The use of language is one of the main capacities of human beings . Mastering it more or less influences how we relate to other people, how we see ourselves and even how we think.
Perhaps that is why there is a strand of neuropsychology very interested in language disorders, among which the best known are dyslexia and aphasia. However, there are also some others, such as alexia and agraphia .
What is alexia?
Put very simply, alexia is a loss of the ability to read correctly that is due to an injury to the brain . Therefore, the term alexia refers to a range of reading disorders that are caused by brain damage.
Alexia differs from dyslexia in that in the latter, reading problems appear without any identifying injury marks in the neural tissue of the brain regions associated with language. If in alexia the disorder appears due to acquired damage, in dyslexia the explanation has more to do with the way the brain develops during childhood, with a genetic component and with a dynamic of learning that gives problems. This explains why dyslexia is also known as acquired dyslexia.
In addition, as with all language disorders, alexia can occur in milder forms and in more severe forms in which the person is totally unable to read.
What is agraphia?
Agraphia is the inability to write correctly whose cause is also a brain injury .
Usually, agraphia appears in conjunction with other language disorders (especially with aphasias and alexias). Therefore, cases of pure agraphia in which the only language-related difficulty affects writing and no other ability are very rare.
Types of Alexia
As the concept of alexia is very broad, many subcategories are used in neuropsychology and psycholinguistics to differentiate the ways in which this disorder can occur and make it easier to intervene on a case-by-case basis (as well as allowing research to be carried out in which different lesions produce different effects).
1. Alexia without agraphy, or pure alexia
As its name indicates, pure alexia serves to identify cases in which there is only an inability to read, but not to write . People who experience it see the letters as if they were simple drawings, and are not able to translate these visual signals into phonemes.
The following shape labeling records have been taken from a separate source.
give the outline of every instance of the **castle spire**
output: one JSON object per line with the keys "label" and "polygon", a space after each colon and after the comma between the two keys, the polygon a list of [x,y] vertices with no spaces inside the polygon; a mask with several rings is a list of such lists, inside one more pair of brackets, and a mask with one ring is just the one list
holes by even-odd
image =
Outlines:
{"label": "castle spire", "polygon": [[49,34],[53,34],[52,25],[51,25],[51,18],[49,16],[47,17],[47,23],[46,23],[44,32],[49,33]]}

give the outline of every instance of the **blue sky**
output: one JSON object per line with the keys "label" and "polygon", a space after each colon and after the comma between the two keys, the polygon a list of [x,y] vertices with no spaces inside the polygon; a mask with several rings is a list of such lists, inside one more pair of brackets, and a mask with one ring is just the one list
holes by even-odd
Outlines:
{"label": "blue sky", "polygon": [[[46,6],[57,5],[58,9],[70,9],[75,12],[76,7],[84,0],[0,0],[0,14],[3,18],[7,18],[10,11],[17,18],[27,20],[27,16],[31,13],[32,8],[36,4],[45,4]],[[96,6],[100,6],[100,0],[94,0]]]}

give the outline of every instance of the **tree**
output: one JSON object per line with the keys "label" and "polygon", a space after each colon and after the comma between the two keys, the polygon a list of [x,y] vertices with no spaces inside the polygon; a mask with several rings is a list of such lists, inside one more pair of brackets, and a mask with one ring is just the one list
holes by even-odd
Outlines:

Therefore, and although it may seem strange, in the cases in which alexia is diagnosed without agraphia the affected person is unable to understand what he or she has written.
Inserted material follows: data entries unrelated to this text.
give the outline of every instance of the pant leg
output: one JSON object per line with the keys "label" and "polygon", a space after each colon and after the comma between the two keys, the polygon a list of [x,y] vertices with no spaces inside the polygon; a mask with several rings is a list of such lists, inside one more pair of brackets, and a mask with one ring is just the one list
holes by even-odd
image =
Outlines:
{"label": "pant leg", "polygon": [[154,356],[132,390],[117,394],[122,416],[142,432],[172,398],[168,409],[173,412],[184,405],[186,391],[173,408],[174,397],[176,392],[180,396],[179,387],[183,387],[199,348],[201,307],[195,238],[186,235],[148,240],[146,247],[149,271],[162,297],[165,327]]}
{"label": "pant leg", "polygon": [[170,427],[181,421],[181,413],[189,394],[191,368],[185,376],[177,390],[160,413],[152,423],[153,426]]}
This is the least common type of alexia, since for it to occur the lesions have to affect both lobes of the brain and make it impossible for visual information collected from both eyes to pass to the left side of the brain to be processed by the language areas, while those involved in the production of written language remain intact and connected to each other.
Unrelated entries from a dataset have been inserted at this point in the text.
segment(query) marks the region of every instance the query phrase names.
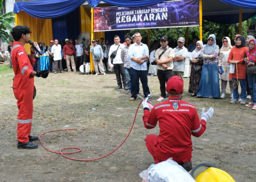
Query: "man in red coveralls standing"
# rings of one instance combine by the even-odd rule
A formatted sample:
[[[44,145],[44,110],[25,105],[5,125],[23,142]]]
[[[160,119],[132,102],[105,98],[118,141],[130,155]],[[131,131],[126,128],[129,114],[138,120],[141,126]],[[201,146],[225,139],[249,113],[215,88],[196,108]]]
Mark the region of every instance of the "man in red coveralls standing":
[[[146,146],[156,163],[172,157],[187,171],[192,169],[191,134],[198,137],[206,128],[206,121],[213,114],[211,107],[206,112],[202,110],[200,121],[195,106],[180,98],[183,92],[183,81],[178,76],[170,78],[166,91],[169,99],[155,106],[151,112],[147,98],[142,102],[145,127],[152,129],[159,122],[159,135],[148,135]]]
[[[16,26],[11,32],[14,39],[12,47],[12,63],[15,76],[13,90],[15,98],[18,100],[19,109],[17,127],[17,138],[18,149],[32,149],[37,148],[36,143],[31,142],[38,139],[36,136],[30,135],[33,114],[34,77],[35,76],[46,78],[49,70],[34,71],[32,66],[35,63],[35,50],[30,47],[30,58],[29,58],[24,46],[28,43],[32,33],[26,26]]]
2. Alexia with agraphy, or central
People who experience dyslexia with agraphia have serious problems with both reading and writing .
This type of alexia is also known as angular alexia , because it affects an area of the brain called the angular gyrus. In angular gyrus, which is located in the lower part of the parietal lobe (usually on the left side of the brain), it is responsible, among other things, for converting letters into sounds and vice versa. An injury that destroys this area or isolates it from the rest of the cortex is therefore very likely to produce agraphic alexia.
3. Alexia anterior, or front
Unlike the other two types of alexia, in which the injury occurs in areas of the brain near the back of the head, anterior alexia is caused by an injury that mainly affects the frontal lobe, in the area near the left temple. It is an alexia associated with Broca’s aphasia, although when speaking of frontal alexia, reading problems are usually more serious than those related to other language functions.
In patients with milder symptoms of this type of alexia, the main difficulties are related to problems in understanding the syntactic relationships between the words that are read. When the alexia is more severe, they cannot identify words that are spelled for them, nor name the letters in a short sentence. However, one thing that distinguishes frontal alexia from the other two categories is that it is easier to read familiar words.
How can alexia be treated?
Alesias are always caused by injuries to the brain, and therefore any treatment initiative must be supervised by specialists whose field is related to neurology and who can provide a personalized service.
- Junqué, C. and Barroso, J. (Coords.) (2009). Manual of Neuropsychology. Madrid: Síntesis.
- Moore, M. M., Brendel, P. C., Fiez, J. A. (2014). Reading faces: Investigating the use of a novel face-based orthography in acquired alexia.Brain and Language, 129, pp.7 – 13.
- Pflugshaupt, T., Gutbrod, K., Wurtz, P., Von Wartburg, R., Nyffeler, T., De Haan, B., Karnath, H., Mueri, R. M. (2009).About the Role of Visual Field Defects in Pure Alexia. Brain, 132(7), pp. 1907 – 1917.